A challenging week for the Conservative Party

Enter Nigel Farage

It would be an understatement to call last week a bad one for Rishi Sunak and the Conservatives. It started with Nigel Farage announcing that he would indeed be standing as an MP (for Clacton) and was assuming the leadership of the Reform UK. The Conservatives have been worried about Reform picking up support from its right for some time. News that Farage, who has huge media clout, was taking over the party’s leadership was a big blow to an already challenging campaign.
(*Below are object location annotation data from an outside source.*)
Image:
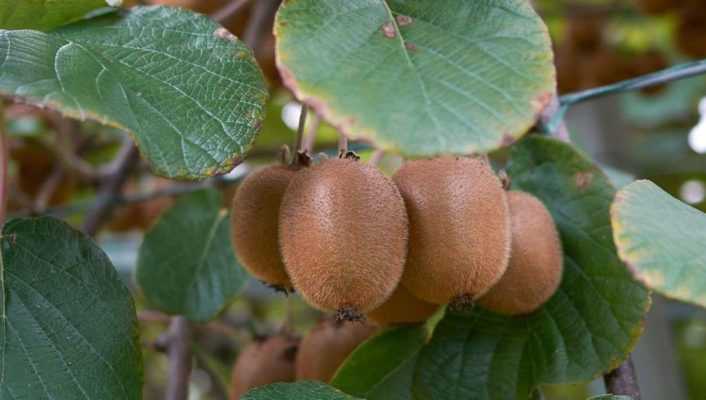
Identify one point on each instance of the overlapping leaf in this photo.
(662, 239)
(68, 328)
(191, 93)
(420, 77)
(186, 264)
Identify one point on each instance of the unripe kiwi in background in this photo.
(459, 241)
(536, 263)
(327, 346)
(343, 236)
(402, 308)
(263, 362)
(255, 221)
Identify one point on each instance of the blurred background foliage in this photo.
(56, 165)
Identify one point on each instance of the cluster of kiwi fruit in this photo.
(584, 59)
(284, 357)
(354, 242)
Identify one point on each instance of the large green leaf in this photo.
(68, 328)
(662, 240)
(588, 326)
(382, 368)
(45, 14)
(420, 77)
(192, 95)
(186, 264)
(297, 391)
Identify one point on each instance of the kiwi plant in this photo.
(536, 260)
(327, 346)
(343, 235)
(264, 361)
(255, 221)
(459, 242)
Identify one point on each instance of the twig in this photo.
(180, 358)
(261, 19)
(110, 189)
(228, 10)
(623, 381)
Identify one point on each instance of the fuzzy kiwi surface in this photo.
(327, 346)
(255, 224)
(402, 308)
(343, 236)
(459, 242)
(265, 361)
(536, 260)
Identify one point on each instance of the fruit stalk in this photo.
(623, 381)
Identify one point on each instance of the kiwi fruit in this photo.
(535, 269)
(459, 242)
(343, 236)
(402, 308)
(327, 346)
(255, 221)
(265, 361)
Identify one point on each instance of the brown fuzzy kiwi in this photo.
(327, 346)
(255, 221)
(536, 261)
(402, 308)
(343, 236)
(459, 241)
(265, 361)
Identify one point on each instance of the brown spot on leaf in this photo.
(403, 20)
(508, 140)
(583, 179)
(389, 30)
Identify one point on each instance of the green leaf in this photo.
(68, 328)
(192, 96)
(420, 77)
(297, 391)
(383, 367)
(662, 240)
(587, 328)
(186, 264)
(44, 14)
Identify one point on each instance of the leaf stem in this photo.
(623, 381)
(179, 352)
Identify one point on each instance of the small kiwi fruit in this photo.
(459, 242)
(343, 236)
(255, 221)
(402, 308)
(327, 346)
(264, 361)
(536, 261)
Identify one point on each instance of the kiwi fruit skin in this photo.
(459, 242)
(402, 308)
(255, 223)
(536, 260)
(265, 361)
(327, 346)
(343, 236)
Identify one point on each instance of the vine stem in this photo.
(623, 381)
(179, 352)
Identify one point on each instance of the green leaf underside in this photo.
(68, 328)
(586, 328)
(297, 391)
(457, 76)
(662, 240)
(44, 14)
(383, 367)
(186, 264)
(192, 97)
Even more worrying from a Conservative perspective is the prospect that Farage might actually win a seat in Westminster, something he has failed to do on seven previous attempts. Could it be that in Clacton, the belle of the Essex coast, he might just break his duck? The thought of him sitting in Parliament, either drawing Conservatives from the right of the party to Reform, or, worse still, becoming a Conservative himself and vying for the leadership of the party is horrifying many Conservatives. Those in the centre and left of the party worry that this would be a catalyst for the breakup of their party. Their concern is not necessarily misplaced. Indeed only this weekend, Farage unveiled a six-year “masterplan to reshape politics” and asserted that he would form the “real opposition”. This morning Suella Braverman is openly suggesting that the Conservative embrace him. Much will rest on the good burghers of Clacton.

Sunak’s tax claim

On Tuesday, Sunak faced Keir Starmer in the first TV debate of the campaign. Both men were tetchy, and the format didn’t make for a proper exchange of views. Starmer was probably a little weaker on the night, failing to rebut swiftly Sunak’s repeated claim that the Labour Party would increase taxes by £2,000, a figure he claimed had been calculated by civil servants. Sunak will have gone to bed delighted that he managed to land that punch. By the morning, though, the claim was unravelling, not just because Labour had got its act together but because the most senior civil servant at the Treasury took the very unusual step of publicly distancing himself and his officials from the claims . This is as close as a public servant will come to calling their political paymasters a liar. All very unedifying.

D-Day disaster

Thursday should have been a day off politics as we marked the 80th anniversary of the   D-Day landings, poignant not just because this will almost certainly be the last time the veterans of the event will be able to attend the commemoration, but because it was being marked in the shadow of another land war being fought in Europe. Rather than take the day to let the accusations of dishonesty die down, Sunak decided to leave Normandy early for a TV interview to defend the £2,000 tax rise claim. It was a breathtaking lack of judgment. Disrespecting veterans was clearly the worst offence, but by absenting himself from the international events Sunak conceded the world stage to Starmer.

Despite his apology, Sunak has been roundly condemned, including by his own Cabinet colleague Penny Mordant on the second TV debate on Friday evening.  Privately the criticism he has faced from his own colleagues has been brutal, donors are said to be furious, and reports from those Conservative activists braving the doorstep this weekend indicate that its not going down well with the voting public.

Over to the manifestos 

It is hard to know how Sunak and the Conservatives can come back from a week like that. They will be hoping that the publication of their manifesto, expected Tuesday, will provide a fresh opportunity to appeal to their core supporters to retain as many MPs as possible, beginning with a focus on crime and sentencing today. It looks increasingly the case that they would need a serious Labour misstep to get them back in the game.

It is not impossible that Labour will blunder. Their immediate and real worry is that its lead in the polls will encourage its potential supporters that they need not vote at all or that they could vote for another party and still get a Labour government. It will seek to spend the remainder of the campaign dispelling this view. The party will be hoping that its manifesto, due to be unveiled on Thursday, will reassure voters that it will bring stability, change and reform while not increasing taxes. Its strategy will focus on the main issues, avoid doing or saying anything that will alarm voters and leave the Conservatives to implode.